Il fratello dei lupi rise. «Perché chiunque di noi combatte? Perché dobbiamo provare a vincere in qualche modo! Vai! Porta delle Aes Sedai, alcuni di quegli Asha’man, se riesci a trovarli! Queste creature spazzeranno via i vostri eserciti con la stessa facilità di un’onda con della ghiaia!»

L’uomo si avviò di corsa lungo il pendio, seguito dai suoi lupi. Aviendha capiva perché combattevano. Potevano non essere in grado di uccidere i Segugi Neri, ma potevano rallentare quelle creature. Ed era quella la loro vittoria qui: procurare a Rand abbastanza tempo per fare quello che doveva fare.

Aviendha si voltò allarmata, correndo a radunare gli altri. La sensazione di una potente incanalatrice che intesseva saldar la fece quasi immobilizzare. Si girò, guardando verso la sorgente di quella sensazione.

Graendal era là, in alto, a malapena visibile. Inviava con calma flussi mortali verso una fila di Difensori della Pietra. Aveva raccolto un gruppo di donne — Aes Sedai, Sapienti — e alcune guardie. Le donne erano inginocchiate attorno a lei e dovevano fornirle il loro Potere, considerata la forza dei flussi che scagliava.

Le sue guardie erano quattro Aiel con veli neri, non rossi. Sotto coercizione, di sicuro. Aviendha esitò, tentennando. E i Segugi Neri?

Devo approfittare di questa opportunità, pensò. Intessé, scagliando un raggio di luce azzurra nel cielo: il segnale che lei, Amys e Cadsuane avevano convenuto.

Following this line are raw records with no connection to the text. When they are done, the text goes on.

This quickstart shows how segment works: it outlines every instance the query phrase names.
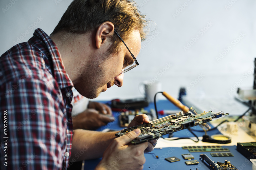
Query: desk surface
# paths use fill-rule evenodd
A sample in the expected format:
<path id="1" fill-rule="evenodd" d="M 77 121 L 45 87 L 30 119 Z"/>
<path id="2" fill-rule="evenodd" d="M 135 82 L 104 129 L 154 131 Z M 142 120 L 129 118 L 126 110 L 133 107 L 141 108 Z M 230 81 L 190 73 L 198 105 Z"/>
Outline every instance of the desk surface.
<path id="1" fill-rule="evenodd" d="M 169 102 L 167 100 L 162 100 L 159 101 L 157 103 L 157 109 L 158 110 L 177 110 L 178 108 L 174 106 Z M 148 107 L 145 108 L 145 110 L 149 110 L 150 109 L 153 108 L 153 103 L 151 104 Z M 123 128 L 119 126 L 118 124 L 118 119 L 117 119 L 119 113 L 114 112 L 113 113 L 114 116 L 116 117 L 116 121 L 109 123 L 107 125 L 99 128 L 98 131 L 101 131 L 105 128 L 110 128 L 119 130 Z M 217 124 L 217 123 L 215 123 Z M 201 161 L 199 160 L 199 155 L 200 154 L 206 154 L 210 158 L 216 162 L 218 161 L 221 162 L 224 162 L 225 160 L 230 161 L 231 164 L 240 170 L 249 170 L 252 169 L 252 163 L 247 160 L 244 156 L 236 150 L 236 145 L 237 142 L 246 142 L 254 141 L 255 141 L 255 137 L 253 137 L 248 135 L 243 129 L 242 125 L 240 124 L 239 126 L 239 128 L 238 132 L 235 133 L 229 134 L 225 130 L 225 124 L 223 124 L 222 126 L 218 128 L 219 131 L 218 130 L 209 132 L 209 134 L 219 134 L 220 131 L 223 134 L 227 135 L 231 137 L 232 142 L 228 144 L 225 144 L 225 148 L 229 149 L 231 152 L 234 155 L 234 157 L 212 157 L 210 154 L 210 153 L 197 152 L 191 153 L 195 158 L 194 160 L 197 160 L 199 163 L 197 165 L 187 165 L 185 162 L 187 160 L 185 160 L 181 156 L 182 153 L 189 153 L 187 150 L 183 150 L 181 147 L 182 146 L 206 146 L 223 145 L 217 143 L 204 142 L 200 141 L 199 142 L 196 143 L 191 140 L 188 139 L 179 140 L 172 141 L 168 141 L 162 138 L 159 139 L 154 150 L 152 152 L 158 156 L 159 159 L 157 159 L 154 157 L 151 154 L 145 154 L 145 157 L 146 158 L 146 162 L 144 165 L 144 169 L 151 169 L 154 170 L 157 169 L 190 169 L 192 170 L 195 170 L 196 168 L 198 170 L 200 169 L 210 169 Z M 194 128 L 200 129 L 198 126 Z M 197 135 L 199 136 L 201 136 L 204 134 L 204 133 L 197 132 Z M 180 137 L 193 136 L 187 129 L 185 129 L 178 132 L 174 133 L 174 137 Z M 200 139 L 201 139 L 201 137 L 199 137 Z M 227 146 L 229 145 L 229 146 Z M 223 147 L 224 147 L 223 146 Z M 172 148 L 170 148 L 172 147 Z M 160 149 L 160 148 L 162 149 Z M 175 156 L 179 158 L 180 161 L 177 162 L 169 162 L 164 160 L 164 158 Z M 91 160 L 86 161 L 85 164 L 85 169 L 93 169 L 96 165 L 100 161 L 101 159 L 95 159 Z"/>

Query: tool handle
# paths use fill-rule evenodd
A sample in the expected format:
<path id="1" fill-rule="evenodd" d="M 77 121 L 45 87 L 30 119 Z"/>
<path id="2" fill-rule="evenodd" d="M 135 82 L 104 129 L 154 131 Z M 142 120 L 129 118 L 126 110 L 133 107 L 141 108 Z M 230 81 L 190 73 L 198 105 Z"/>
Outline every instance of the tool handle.
<path id="1" fill-rule="evenodd" d="M 183 104 L 171 96 L 165 91 L 163 92 L 163 95 L 169 101 L 182 111 L 183 114 L 187 113 L 189 111 L 189 109 L 188 108 Z"/>

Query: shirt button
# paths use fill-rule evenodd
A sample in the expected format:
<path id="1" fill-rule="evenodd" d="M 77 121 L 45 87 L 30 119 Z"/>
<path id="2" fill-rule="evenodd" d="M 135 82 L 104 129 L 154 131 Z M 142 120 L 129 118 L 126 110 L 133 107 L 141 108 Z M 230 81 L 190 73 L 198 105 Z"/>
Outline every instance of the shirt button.
<path id="1" fill-rule="evenodd" d="M 71 95 L 71 94 L 69 92 L 68 92 L 66 94 L 66 96 L 68 97 L 69 97 L 70 96 L 70 95 Z"/>
<path id="2" fill-rule="evenodd" d="M 66 157 L 68 157 L 69 156 L 69 152 L 65 152 L 64 155 Z"/>

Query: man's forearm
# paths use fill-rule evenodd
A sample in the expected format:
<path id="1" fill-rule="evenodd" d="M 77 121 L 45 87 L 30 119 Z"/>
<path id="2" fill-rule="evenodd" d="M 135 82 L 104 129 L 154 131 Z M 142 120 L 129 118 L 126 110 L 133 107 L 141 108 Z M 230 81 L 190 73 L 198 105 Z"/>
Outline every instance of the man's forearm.
<path id="1" fill-rule="evenodd" d="M 102 157 L 109 144 L 116 137 L 115 134 L 117 132 L 102 132 L 81 129 L 74 130 L 70 160 L 76 162 Z"/>

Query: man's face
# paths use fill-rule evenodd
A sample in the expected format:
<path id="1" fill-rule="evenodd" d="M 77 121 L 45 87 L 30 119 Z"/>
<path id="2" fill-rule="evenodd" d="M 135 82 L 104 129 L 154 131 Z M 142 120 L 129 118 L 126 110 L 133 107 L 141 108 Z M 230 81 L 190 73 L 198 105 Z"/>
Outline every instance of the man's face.
<path id="1" fill-rule="evenodd" d="M 141 46 L 138 30 L 134 30 L 129 38 L 124 41 L 136 57 Z M 108 53 L 106 50 L 105 52 L 98 54 L 93 57 L 91 62 L 86 63 L 79 84 L 75 86 L 81 94 L 89 98 L 94 98 L 101 92 L 105 91 L 107 88 L 114 84 L 119 87 L 122 85 L 123 74 L 120 74 L 120 73 L 126 66 L 127 62 L 131 64 L 134 61 L 122 43 L 120 47 L 118 54 L 111 54 L 106 57 Z"/>

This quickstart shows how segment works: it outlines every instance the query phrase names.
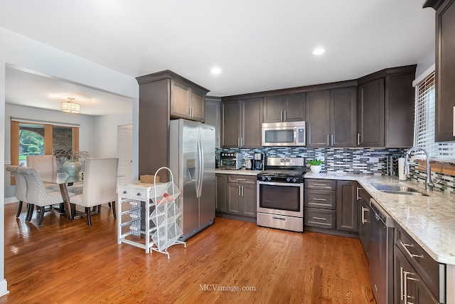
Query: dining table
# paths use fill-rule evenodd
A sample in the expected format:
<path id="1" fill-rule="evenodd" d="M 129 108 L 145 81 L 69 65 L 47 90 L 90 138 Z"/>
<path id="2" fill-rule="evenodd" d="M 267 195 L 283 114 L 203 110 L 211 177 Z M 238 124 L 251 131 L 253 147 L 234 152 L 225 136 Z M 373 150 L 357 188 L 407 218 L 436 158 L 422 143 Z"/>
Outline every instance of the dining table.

Quello, naturalmente, allertò Graendal. La Reietta si girò verso Aviendha e attaccò con Fuoco. Aviendha lo schivò rotolando. Poi creò uno schermo, cercando di tagliarla via dalla Fonte. Aviendha assorbì disperatamente quanto più Unico Potere riusciva a trattenere, attingendolo attraverso la spilla a forma di tartaruga. Tagliar fuori una donna con uno schermo era come cercare di tagliare una fune con delle forbici: più era spessa la fune, più era difficile da tagliare. In questo caso, Aviendha aveva preso in sé abbastanza saidar da respingere lo schermo.

Strinse i denti, intessendo flussi a sua volta. Luce, non si era accorta di quanto era stanca. Per poco non scivolò, i fili dell’Unico Potere che minacciavano di sfuggire al suo controllo.

Li mise al loro posto con la forza di volontà e rilasciò un flusso di Aria e Fuoco, anche se sapeva che quei prigionieri includevano amici e alleati.

Preferirebbero morire che essere usati dall’Ombra, si disse mentre schivava un altro attacco. Il suolo esplose attorno a lei e Aviendha si tuffò a terra.

No. Continua a muoverti.

Aviendha balzò in piedi e corse. Quello le salvò la vita, dato che dietro di lei iniziarono a piovere fulmini, la cui potenza la fece finire di nuovo a terra bocconi.

Si rialzò sanguinando da diversi tagli sul braccio e iniziò a creare flussi. Dovette lasciarli quando un flusso complesso le si avvicinò. Coercizione. Se l’avesse afferrata, Aviendha sarebbe diventata un’altra schiava di quella donna, costretta a cederle forza per rovesciare la Luce.

Aviendha intessé Terra nel suolo di fronte a sé, scagliando in alto pezzetti di roccia, polvere e fumo. Poi rotolò via, cercando una concavità nel terreno e sbirciando fuori con cautela. Trattenne il fiato e non incanalò.

I venti sferzanti annullarono il diversivo che aveva creato. Graendal esitò nel mezzo del campo. Non poteva percepire Aviendha, che prima aveva messo sopra di sé il flusso che camuffava la sua capacità. Se avesse incanalato, Graendal l’avrebbe saputo, ma altrimenti sarebbe stata al sicuro.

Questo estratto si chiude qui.